Notice & Comment

Justice Scalia, a Big Bowl of Candy, and Noel Canning

Today is a sad day for the United States. My favorite memory of Justice Scalia involves Halloween. I don’t know if the Supreme Court does this every year, but when I was there as a law clerk, the Supreme Court invited all the children of clerks to trick-or-treat from chambers to chambers. My kids were so excited. They dressed up and hurried off to the Court. Now, no one expects the Justices to come to those events; they are very busy people. So my wife and I told our kids not to expect to meet any of them. But that day, Justice Scalia made sure he was there to hand out treats. He was the only one. My kids (and the kids of all the other law clerks) had their picture taken with him and he took time to joke about their costumes and tell stories from when he was a boy and they really played tricks. For my kids, it was one of the highlights of the entire clerkship. I’ll always remember Justice Scalia laughing and joking with a bunch of very small people over a big bowl of candy.

Today is a day to think about Justice Scalia’s legacy. On that score, here’s a thought. A few years ago, it would have been an open question whether the President could recess appointment Justice Scalia’s replacement. If the Senate, for instance, took a short recess, could the White House appoint a temporary Justice? Today, we know that the President cannot do so without the effective consent of the Senate. After all, the Supreme Court’s Noel Canning decision from June 2014 (authored by Justice Breyer) holds that “a recess lasting less than 10 days is presumptively too short” to trigger the Recess Appointments Clause. But what did the Court mean by that “presumption”? Justice Breyer explained: “We add the word ‘presumptively’ to leave open the possibility that some very unusual circumstance—a national catastrophe, for instance, that renders the Senate unavailable but calls for an urgent response—could demand the exercise of the recess-appointment power during a shorter break.” But wait, what does “unusual circumstances” mean? What if, for example, the Senate simply refused to cooperate? Could the President make a recess appointment under the “unusual circumstances” exception?

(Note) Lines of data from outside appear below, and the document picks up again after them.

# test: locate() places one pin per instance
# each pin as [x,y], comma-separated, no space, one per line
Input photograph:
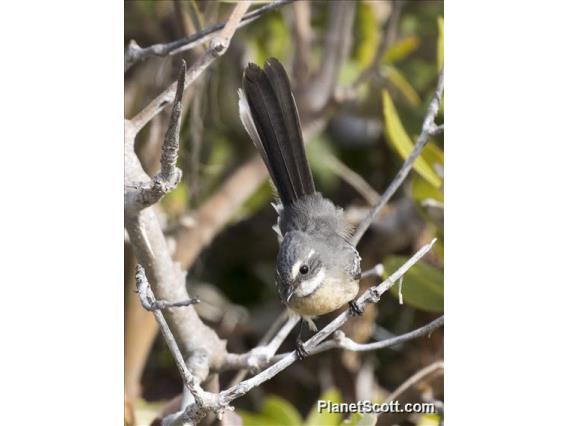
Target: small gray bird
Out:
[317,269]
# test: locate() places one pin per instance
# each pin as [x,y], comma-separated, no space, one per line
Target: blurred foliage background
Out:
[364,132]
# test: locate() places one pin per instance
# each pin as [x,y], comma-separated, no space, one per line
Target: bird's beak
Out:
[291,291]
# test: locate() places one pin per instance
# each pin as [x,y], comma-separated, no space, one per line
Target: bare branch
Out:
[428,127]
[169,175]
[220,402]
[376,271]
[321,87]
[134,53]
[342,341]
[147,298]
[217,47]
[419,376]
[263,354]
[372,295]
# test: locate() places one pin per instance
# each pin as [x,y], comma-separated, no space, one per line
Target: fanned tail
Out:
[269,114]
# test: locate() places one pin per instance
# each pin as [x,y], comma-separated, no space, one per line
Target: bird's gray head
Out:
[300,266]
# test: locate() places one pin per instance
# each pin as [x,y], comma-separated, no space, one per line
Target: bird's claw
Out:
[301,352]
[354,308]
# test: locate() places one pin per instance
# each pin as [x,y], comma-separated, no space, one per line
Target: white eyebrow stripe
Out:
[309,286]
[296,268]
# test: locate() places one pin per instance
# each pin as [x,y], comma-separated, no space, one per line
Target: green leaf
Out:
[252,419]
[280,409]
[401,49]
[175,202]
[325,418]
[368,419]
[429,420]
[318,150]
[440,49]
[422,287]
[399,139]
[401,84]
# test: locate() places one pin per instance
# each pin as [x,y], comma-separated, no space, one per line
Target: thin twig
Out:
[134,53]
[428,127]
[169,175]
[147,298]
[262,354]
[413,380]
[219,402]
[218,47]
[386,41]
[376,271]
[342,341]
[372,295]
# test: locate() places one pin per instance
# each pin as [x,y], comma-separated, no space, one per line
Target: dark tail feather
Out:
[270,116]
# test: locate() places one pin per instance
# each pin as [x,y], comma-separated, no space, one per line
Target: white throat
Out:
[307,287]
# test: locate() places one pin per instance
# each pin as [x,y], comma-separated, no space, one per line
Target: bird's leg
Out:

In the Court’s answer to that question we see an example of Justice Scalia’s legacy, fittingly emerging from one of his separate writings. Again, let me quote Justice Breyer: “(It should go without saying—except that JUSTICE SCALIA compels us to say it—that political opposition in the Senate would not qualify as an unusual circumstance.)” No one knows what the President and Senate will do in the coming months regarding Justice Scalia’s now vacant seat on the Court. It may prove to be a time of “political opposition in the Senate.” But because of “JUSTICE SCALIA,” it is a safe bet that there will not be a recess appointment.

There will be countless such examples of Justice Scalia’s influence for generations to come. (And I hope they have trick-or-treating in heaven.)